Reynolds’s photographs in Southbound are drawn from her Southern Route series, made over four years while traveling throughout the South. Southern Route is Reynolds’s homage to her home place; there she pictures kids on porches and swings, people at work and play, and many foodscapes as befits a region where food serves as a common denominator even in times of strife.
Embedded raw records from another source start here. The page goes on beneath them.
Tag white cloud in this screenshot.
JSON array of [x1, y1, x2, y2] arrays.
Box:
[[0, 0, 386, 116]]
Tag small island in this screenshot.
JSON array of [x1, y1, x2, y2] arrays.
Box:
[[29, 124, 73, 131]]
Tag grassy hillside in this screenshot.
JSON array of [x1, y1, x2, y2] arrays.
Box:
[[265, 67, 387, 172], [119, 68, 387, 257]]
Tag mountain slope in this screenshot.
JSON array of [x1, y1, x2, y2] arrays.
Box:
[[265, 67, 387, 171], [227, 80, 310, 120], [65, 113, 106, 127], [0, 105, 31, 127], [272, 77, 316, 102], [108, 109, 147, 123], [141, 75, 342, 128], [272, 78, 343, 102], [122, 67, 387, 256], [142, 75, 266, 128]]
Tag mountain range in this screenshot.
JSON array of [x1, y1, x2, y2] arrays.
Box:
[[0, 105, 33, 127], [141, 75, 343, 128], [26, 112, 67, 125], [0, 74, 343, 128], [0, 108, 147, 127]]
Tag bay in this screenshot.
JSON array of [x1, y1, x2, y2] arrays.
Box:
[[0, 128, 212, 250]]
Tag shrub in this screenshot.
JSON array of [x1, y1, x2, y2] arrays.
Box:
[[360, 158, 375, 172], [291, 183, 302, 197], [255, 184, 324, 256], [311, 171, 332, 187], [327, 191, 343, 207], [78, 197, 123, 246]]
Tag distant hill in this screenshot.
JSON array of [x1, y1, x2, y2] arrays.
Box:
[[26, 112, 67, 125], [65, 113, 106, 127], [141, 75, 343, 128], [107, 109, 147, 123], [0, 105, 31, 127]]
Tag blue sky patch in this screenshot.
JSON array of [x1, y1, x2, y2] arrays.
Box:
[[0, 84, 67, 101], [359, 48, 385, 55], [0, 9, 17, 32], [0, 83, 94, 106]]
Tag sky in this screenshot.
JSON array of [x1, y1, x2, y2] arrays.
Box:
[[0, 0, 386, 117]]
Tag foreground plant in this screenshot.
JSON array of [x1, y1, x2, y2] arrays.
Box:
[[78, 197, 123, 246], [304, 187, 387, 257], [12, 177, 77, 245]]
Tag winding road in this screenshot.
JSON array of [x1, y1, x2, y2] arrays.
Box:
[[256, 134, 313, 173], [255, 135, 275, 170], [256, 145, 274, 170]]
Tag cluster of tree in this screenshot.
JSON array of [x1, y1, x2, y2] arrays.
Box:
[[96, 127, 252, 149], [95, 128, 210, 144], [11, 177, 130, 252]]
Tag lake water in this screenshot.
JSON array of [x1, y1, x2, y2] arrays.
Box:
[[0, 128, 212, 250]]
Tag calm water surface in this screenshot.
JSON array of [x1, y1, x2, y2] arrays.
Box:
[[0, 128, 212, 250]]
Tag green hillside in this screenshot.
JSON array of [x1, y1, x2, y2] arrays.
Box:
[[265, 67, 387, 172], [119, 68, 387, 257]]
Food plays a central role in Reynolds’s work all along her Southern route (and food historian and commentator John T. Edge discusses her photograph titled Jimmy Kelly’s Restaurant (2014) at length in his essay, “Cloaking and Costuming the South”). The tall African American man in Corner Market (2012) might just have parked his van outside the gas station on Highway 61 pictured in Pumping to Please (2012), a place where, we read, soul food was available once upon a time. Certainly there is no soul food in the corner market, a cornucopia of industrialized snacks in bags of all colors, rivaled only by the outlandish hues of the soda bottles stacked in the refrigerators seen over the dockworker’s shoulder. There is better fare, surely, in diners like the Nashville eatery Reynolds photographed in Hermitage Cafe (2015), where cooks are often African Americans steeped in the foodways traditions of the region. 

Reynold’s image titled Hot Springs, Arkansas (2014) may be the photograph that connects her work most clearly with ideas about the New South, and not just because it depicts a food truck, the latest food trend out of California and all the rage during the early twenty-first century. What makes this particular food truck emblematic is its fare, which celebrates a newly diverse South. Taqueria La Guadalupana is so authentic that one can order pambazo in addition to the standard tacos and enchiladas. Exotic as such dishes may seem, La Guadalupana likely has competition from other local taquerias on wheels, given the influx of Latinos into the South over recent decades, no longer now just itinerant migrant workers but rather people who are becoming Southerners themselves. Those new Southerners are complicating ideas about the region, deliciously so, if the tongue and tripe tacos at La Guadalupana are anything to go by. 

This food truck is for God and country, decorated with images of its patron, the Virgin of Guadalupe, and the Stars and Stripes. Is it any accident that we resort to food metaphors to understand the integration of successive waves of people who bring new cultures to the table, from melting pots to salad bowls? Reynolds’s image opens a window onto a common language that revolves around a quintessential human pleasure—experiencing food—harnessed by food trucks and other mobile food operations to make places, however ephemeral (while the truck is parked or the restaurant has popped up), and patrons flock to share in the fare for as long as it lasts. In so doing they perform a new South into being, one enriched for ongoing demographic changes in the new millennium.